MlopsHow-ToBeginner · 3 min read

How to Use Pipeline in sklearn for Clean ML Workflows

Use Pipeline in sklearn to chain multiple steps like data preprocessing and model training into one object. This helps run all steps together with fit and predict methods, making your code cleaner and less error-prone.

📐

Syntax

The Pipeline is created by passing a list of named steps, where each step is a tuple with a name and a transformer or estimator. The last step is usually a model. You call fit to train all steps and predict to get predictions.

steps: List of tuples like ('name', transformer/estimator)
fit(): Trains all steps in order
predict(): Runs data through all steps and outputs predictions

python

from sklearn.pipeline import Pipeline
from sklearn.preprocessing import StandardScaler
from sklearn.linear_model import LogisticRegression

pipeline = Pipeline([
    ('scaler', StandardScaler()),
    ('model', LogisticRegression())
])

# Fit the pipeline on training data
pipeline.fit(X_train, y_train)

# Predict on new data
predictions = pipeline.predict(X_test)

💻

Example

This example shows how to use Pipeline to scale features and train a logistic regression model on the iris dataset. It fits the pipeline and prints the accuracy on test data.

python

from sklearn.datasets import load_iris
from sklearn.model_selection import train_test_split
from sklearn.pipeline import Pipeline
from sklearn.preprocessing import StandardScaler
from sklearn.linear_model import LogisticRegression
from sklearn.metrics import accuracy_score

# Load data
iris = load_iris()
X, y = iris.data, iris.target

# Split data
X_train, X_test, y_train, y_test = train_test_split(X, y, test_size=0.3, random_state=42)

# Create pipeline
pipeline = Pipeline([
    ('scaler', StandardScaler()),
    ('logreg', LogisticRegression(max_iter=200))
])

# Train pipeline
pipeline.fit(X_train, y_train)

# Predict
y_pred = pipeline.predict(X_test)

# Evaluate
accuracy = accuracy_score(y_test, y_pred)
print(f'Accuracy: {accuracy:.2f}')

Output

Accuracy: 1.00

⚠️

Common Pitfalls

Common mistakes when using Pipeline include:

Not naming steps uniquely, which causes errors.
Trying to use transform on a pipeline that ends with a model that does not support it.
Forgetting to call fit before predict.
Passing raw data that needs preprocessing outside the pipeline.

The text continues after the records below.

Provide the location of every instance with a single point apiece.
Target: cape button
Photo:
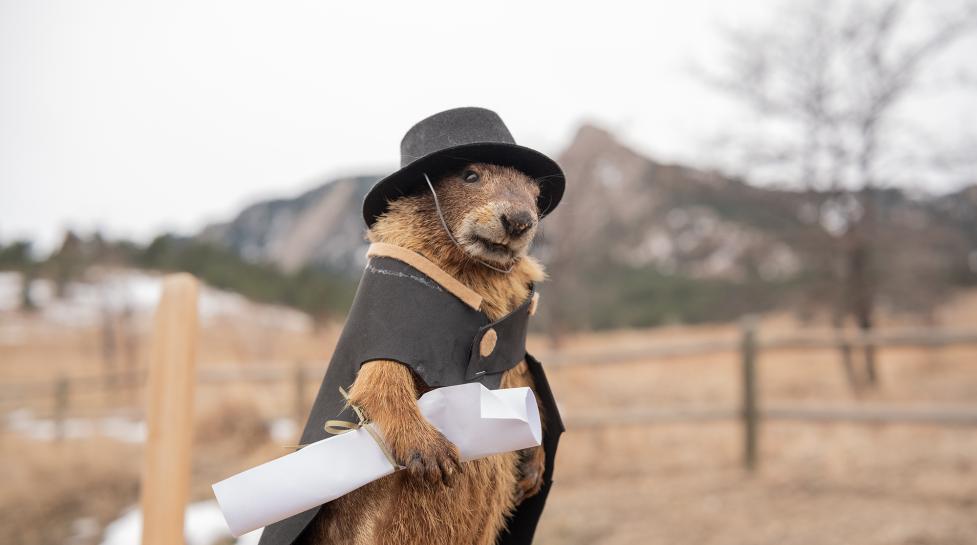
(487, 346)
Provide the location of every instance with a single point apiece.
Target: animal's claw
(532, 462)
(435, 460)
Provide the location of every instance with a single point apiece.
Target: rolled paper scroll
(479, 421)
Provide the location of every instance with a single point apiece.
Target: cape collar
(426, 266)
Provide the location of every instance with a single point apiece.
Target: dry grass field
(674, 483)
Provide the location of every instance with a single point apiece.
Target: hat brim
(409, 180)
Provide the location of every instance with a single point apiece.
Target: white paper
(479, 421)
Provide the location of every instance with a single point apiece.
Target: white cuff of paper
(479, 421)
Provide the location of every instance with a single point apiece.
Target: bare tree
(825, 83)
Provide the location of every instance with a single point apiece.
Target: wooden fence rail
(751, 412)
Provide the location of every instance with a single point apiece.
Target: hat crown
(450, 128)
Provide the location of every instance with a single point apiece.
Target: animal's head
(491, 211)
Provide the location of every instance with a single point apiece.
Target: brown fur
(435, 500)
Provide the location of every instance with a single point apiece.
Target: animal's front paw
(532, 462)
(431, 458)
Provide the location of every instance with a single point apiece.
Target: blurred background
(761, 317)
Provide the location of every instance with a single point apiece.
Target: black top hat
(452, 139)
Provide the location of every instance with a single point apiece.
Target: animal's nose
(517, 223)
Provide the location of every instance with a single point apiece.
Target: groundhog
(493, 216)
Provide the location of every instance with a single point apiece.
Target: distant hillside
(637, 242)
(322, 227)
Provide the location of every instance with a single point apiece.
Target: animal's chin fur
(484, 249)
(491, 244)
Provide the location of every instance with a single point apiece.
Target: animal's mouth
(492, 247)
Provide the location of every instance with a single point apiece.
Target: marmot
(492, 212)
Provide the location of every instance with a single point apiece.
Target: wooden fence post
(169, 415)
(749, 412)
(62, 397)
(299, 384)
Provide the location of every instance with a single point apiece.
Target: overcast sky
(137, 117)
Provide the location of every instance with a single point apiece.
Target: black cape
(431, 323)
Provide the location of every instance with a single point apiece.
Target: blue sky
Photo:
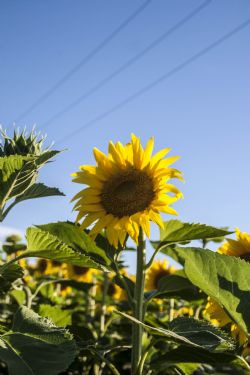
(202, 112)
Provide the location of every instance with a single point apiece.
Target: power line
(85, 60)
(127, 64)
(159, 80)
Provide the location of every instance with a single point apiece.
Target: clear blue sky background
(202, 112)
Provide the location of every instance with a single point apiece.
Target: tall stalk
(138, 310)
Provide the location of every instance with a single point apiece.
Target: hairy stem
(138, 312)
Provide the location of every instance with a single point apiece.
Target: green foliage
(176, 285)
(64, 242)
(176, 231)
(8, 274)
(184, 354)
(38, 190)
(20, 160)
(190, 332)
(225, 278)
(36, 346)
(59, 317)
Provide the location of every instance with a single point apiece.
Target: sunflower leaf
(55, 241)
(36, 346)
(224, 278)
(176, 285)
(38, 190)
(59, 317)
(175, 231)
(8, 274)
(183, 354)
(190, 332)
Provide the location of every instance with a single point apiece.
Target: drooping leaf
(38, 190)
(177, 232)
(43, 244)
(190, 332)
(176, 285)
(35, 346)
(8, 274)
(185, 354)
(70, 234)
(59, 317)
(10, 164)
(225, 278)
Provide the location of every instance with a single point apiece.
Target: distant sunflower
(220, 318)
(238, 248)
(81, 274)
(184, 311)
(156, 272)
(127, 189)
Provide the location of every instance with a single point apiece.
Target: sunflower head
(126, 190)
(156, 272)
(239, 247)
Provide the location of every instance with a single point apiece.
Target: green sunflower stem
(137, 330)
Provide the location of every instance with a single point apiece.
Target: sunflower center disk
(127, 193)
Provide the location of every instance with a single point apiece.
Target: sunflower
(238, 248)
(184, 311)
(220, 318)
(126, 190)
(156, 272)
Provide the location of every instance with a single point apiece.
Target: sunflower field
(69, 303)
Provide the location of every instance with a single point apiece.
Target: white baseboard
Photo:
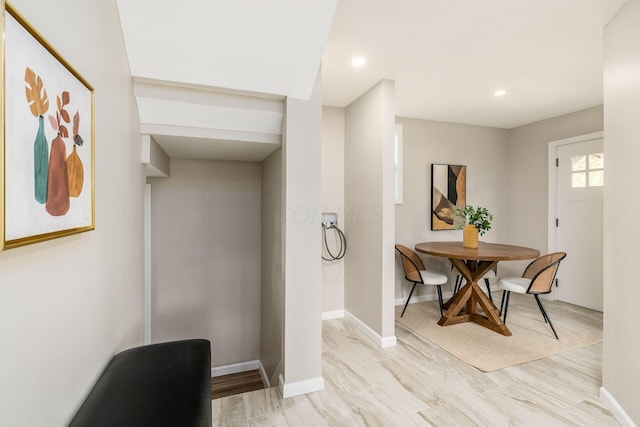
(422, 298)
(250, 365)
(383, 342)
(335, 314)
(300, 387)
(614, 407)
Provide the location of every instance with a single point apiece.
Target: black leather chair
(166, 384)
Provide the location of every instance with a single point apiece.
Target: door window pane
(578, 163)
(578, 179)
(596, 178)
(596, 161)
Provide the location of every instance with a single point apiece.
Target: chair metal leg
(545, 315)
(486, 282)
(408, 299)
(439, 299)
(506, 305)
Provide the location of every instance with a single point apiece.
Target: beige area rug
(532, 338)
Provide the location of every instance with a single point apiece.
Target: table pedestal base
(469, 297)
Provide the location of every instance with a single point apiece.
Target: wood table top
(484, 252)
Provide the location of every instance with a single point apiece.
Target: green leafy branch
(479, 217)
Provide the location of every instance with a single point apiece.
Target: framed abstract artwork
(448, 192)
(48, 140)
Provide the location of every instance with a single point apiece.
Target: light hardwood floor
(418, 384)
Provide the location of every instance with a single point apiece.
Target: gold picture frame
(48, 139)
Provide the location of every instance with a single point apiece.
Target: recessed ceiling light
(358, 61)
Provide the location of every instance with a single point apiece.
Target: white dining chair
(536, 280)
(415, 272)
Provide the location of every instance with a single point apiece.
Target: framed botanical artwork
(448, 192)
(48, 140)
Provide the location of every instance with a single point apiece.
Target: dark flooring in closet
(242, 382)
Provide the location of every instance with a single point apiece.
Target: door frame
(552, 181)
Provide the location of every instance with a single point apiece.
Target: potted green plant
(474, 221)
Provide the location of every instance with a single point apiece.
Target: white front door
(579, 193)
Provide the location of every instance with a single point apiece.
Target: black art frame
(448, 192)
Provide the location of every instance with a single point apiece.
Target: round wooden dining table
(472, 265)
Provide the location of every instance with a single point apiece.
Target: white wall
(369, 207)
(620, 371)
(333, 201)
(527, 183)
(206, 256)
(483, 150)
(303, 269)
(272, 290)
(67, 305)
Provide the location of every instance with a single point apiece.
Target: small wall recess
(329, 219)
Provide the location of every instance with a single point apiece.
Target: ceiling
(447, 58)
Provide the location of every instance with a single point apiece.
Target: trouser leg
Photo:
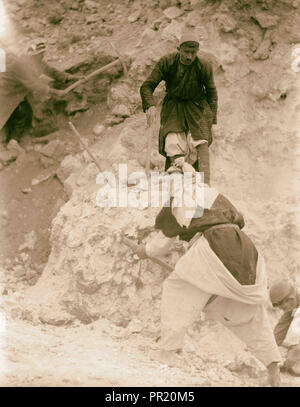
(259, 337)
(182, 303)
(203, 161)
(18, 122)
(250, 323)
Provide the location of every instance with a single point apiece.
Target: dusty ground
(254, 161)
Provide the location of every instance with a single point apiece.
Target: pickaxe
(92, 74)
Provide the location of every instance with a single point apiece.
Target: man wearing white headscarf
(221, 274)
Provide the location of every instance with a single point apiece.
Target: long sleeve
(211, 90)
(150, 84)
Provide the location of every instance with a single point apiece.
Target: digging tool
(96, 161)
(89, 76)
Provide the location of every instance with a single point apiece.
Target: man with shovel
(24, 88)
(189, 108)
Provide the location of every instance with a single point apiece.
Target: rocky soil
(78, 307)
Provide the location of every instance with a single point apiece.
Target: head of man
(188, 48)
(284, 295)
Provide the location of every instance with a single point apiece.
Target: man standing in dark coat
(24, 89)
(189, 108)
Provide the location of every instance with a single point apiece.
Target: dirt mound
(90, 274)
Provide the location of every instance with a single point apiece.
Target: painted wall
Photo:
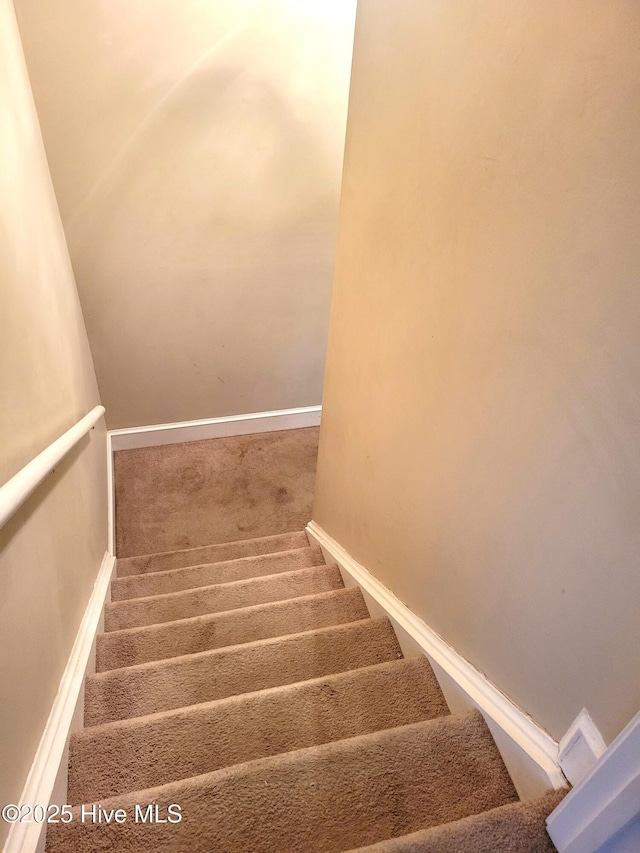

Always ensure the last step is an estimator with fit and predict methods.

python

from sklearn.pipeline import Pipeline
from sklearn.preprocessing import StandardScaler
from sklearn.linear_model import LogisticRegression

# Wrong: duplicate step names
# pipeline = Pipeline([
#     ('scaler', StandardScaler()),
#     ('scaler', StandardScaler()),  # Error: duplicate name
#     ('model', LogisticRegression())
# ])

# Right: unique step names
pipeline = Pipeline([
    ('scaler1', StandardScaler()),
    ('scaler2', StandardScaler()),
    ('model', LogisticRegression())
])

📊

Quick Reference

Remember these tips when using Pipeline:

Each step is a tuple: ('name', transformer/estimator).
The last step must be an estimator with fit and predict.
Use fit once to train all steps.
Use predict to get predictions after fitting.
Pipeline helps avoid data leakage by applying preprocessing inside the pipeline.

✅

Key Takeaways

Use sklearn's Pipeline to chain preprocessing and modeling steps into one object.

Name each step uniquely and ensure the last step is a model with fit and predict.

Call fit on the pipeline to train all steps together, then use predict for results.

Pipeline prevents data leakage by applying transformations only on training data during fit.

Avoid calling transform on pipelines ending with models that do not support it.